A virtue of the toolkit of concepts format is that is shows how down to earth architecture can be, in terms of both function and aesthetics. Rybczynski says, “Most architecture, a backdrop for our everyday lives, is experienced in bits and pieces—the glimpsed view of a distant spire, the intricacy of a wrought-iron railing, the soaring space of a railroad station waiting room. Sometimes it’s just a detail, a well-shaped door handle, a window framing a perfect little view, a rosette carved into a chapel pew. And we say to ourselves, ‘How nice. Someone actually thought of that.’” Along the way, we get good explanations of the skyscraper story—steel skeleton, Sulllivan, the whole tale—in just a few pages, plus talk about things like why there are no mosquito screens at Philip Johnson’s Glass House. He manages to work in the basic names and ideas and stories, the Wright, and Sullivan and Le Corbusier chestnuts, but he also walks up to real landmarks and looks at the hinges on their doors.

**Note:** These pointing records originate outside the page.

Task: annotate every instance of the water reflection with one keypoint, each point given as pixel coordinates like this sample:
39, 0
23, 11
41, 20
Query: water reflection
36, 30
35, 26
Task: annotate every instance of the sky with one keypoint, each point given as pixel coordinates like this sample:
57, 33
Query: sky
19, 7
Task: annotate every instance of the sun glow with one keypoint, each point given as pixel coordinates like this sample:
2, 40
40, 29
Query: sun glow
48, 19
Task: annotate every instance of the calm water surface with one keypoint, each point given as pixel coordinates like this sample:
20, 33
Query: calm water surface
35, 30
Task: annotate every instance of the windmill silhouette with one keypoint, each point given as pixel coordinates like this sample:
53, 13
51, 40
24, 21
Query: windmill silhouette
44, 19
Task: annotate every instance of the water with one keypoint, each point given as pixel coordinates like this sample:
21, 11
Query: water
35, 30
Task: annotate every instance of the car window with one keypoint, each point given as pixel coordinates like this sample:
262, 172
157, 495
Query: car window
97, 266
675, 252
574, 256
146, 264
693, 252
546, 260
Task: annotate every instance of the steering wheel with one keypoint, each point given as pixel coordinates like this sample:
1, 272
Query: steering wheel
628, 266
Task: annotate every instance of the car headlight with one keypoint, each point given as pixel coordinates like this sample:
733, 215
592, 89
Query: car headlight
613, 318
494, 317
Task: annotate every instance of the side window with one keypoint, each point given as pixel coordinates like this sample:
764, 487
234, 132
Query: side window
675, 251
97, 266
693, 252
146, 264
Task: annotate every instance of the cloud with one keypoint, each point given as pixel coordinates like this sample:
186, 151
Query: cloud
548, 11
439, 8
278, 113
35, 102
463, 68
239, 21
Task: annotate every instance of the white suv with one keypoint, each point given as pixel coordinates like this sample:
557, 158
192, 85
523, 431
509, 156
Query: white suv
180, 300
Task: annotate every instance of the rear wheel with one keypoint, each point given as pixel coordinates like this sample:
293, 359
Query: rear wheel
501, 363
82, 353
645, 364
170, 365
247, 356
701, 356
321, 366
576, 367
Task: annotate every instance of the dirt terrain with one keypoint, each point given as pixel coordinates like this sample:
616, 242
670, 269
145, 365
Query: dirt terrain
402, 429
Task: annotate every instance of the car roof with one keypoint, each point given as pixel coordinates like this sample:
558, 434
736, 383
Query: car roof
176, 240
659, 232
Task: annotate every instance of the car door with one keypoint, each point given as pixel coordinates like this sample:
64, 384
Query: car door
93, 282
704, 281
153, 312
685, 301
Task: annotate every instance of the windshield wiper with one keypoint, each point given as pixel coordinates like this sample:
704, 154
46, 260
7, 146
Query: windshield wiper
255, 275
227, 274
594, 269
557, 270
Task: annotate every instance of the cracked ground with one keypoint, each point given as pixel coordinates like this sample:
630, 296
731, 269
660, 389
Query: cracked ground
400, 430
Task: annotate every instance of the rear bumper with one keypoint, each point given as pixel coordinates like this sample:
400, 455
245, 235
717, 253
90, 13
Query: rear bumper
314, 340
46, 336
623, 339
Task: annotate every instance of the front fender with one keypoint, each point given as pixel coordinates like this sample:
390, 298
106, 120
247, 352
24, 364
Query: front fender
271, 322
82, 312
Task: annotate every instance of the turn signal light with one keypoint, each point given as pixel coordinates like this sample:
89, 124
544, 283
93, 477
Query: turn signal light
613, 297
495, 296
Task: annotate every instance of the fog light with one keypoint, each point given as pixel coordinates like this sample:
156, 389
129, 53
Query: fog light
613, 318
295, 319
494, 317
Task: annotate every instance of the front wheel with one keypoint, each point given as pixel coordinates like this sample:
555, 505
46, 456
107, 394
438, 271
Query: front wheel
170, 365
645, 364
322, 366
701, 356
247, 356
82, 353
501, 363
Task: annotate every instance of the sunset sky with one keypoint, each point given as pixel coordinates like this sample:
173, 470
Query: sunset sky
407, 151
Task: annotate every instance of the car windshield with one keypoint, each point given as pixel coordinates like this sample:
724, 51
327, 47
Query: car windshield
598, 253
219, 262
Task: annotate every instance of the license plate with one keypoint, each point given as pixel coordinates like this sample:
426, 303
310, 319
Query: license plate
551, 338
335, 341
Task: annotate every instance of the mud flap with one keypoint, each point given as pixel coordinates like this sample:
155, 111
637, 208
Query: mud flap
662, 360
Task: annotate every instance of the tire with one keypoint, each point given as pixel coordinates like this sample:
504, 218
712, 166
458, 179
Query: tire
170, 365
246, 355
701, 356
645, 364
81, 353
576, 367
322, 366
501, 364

The book is also dedicated to the proposition that theory has no place in architecture. “I believe that architecture emerges from the act of building,” he writes. “Theories, if they have any place at all, are an indulgence of the scholar, not a need of the practitioner.” That at least is one theory. Architecture should work, as the title suggests. The passage is likely to set off many practitioners and professors equally. It suggests that many of the problems of recent architecture, measured by half centuries, say, has to do with the persistent overlap of scholar (or at least academic) and practitioner. But I also like to imagine that this is the sort of book that will help produce a more tolerant and understanding City Councilman or a board of directors member decades hence.

Charles Churchward

Alexander Liberman lived multiple lives—some of them sequentially and some of them simultaneously. He was a vector, as immunologists call it, of modernism. Liberman (1912–99), was born in Kiev under the czars on the eve of the Russian Revolution and his bio tracks modernist history from Constructivism through exile in Paris in the 1920s and ‘30s across the Atlantic to the flourishing of modernism in postwar America. Modernism came to America through New York, riding ocean liners and the waves of war and revolution. Liberman stands as sort of node of influences, Kevin Bacon style, of its major personalities.

The son of an economic advisor to the czars who even Lenin found so useful he continued to rely on him for many years, young Alexandre drew and painted and visited museums in Europe after the family left Russia. He ended up educated as a French aristocrat just in time for the arrival of World War II and he moved on to New York.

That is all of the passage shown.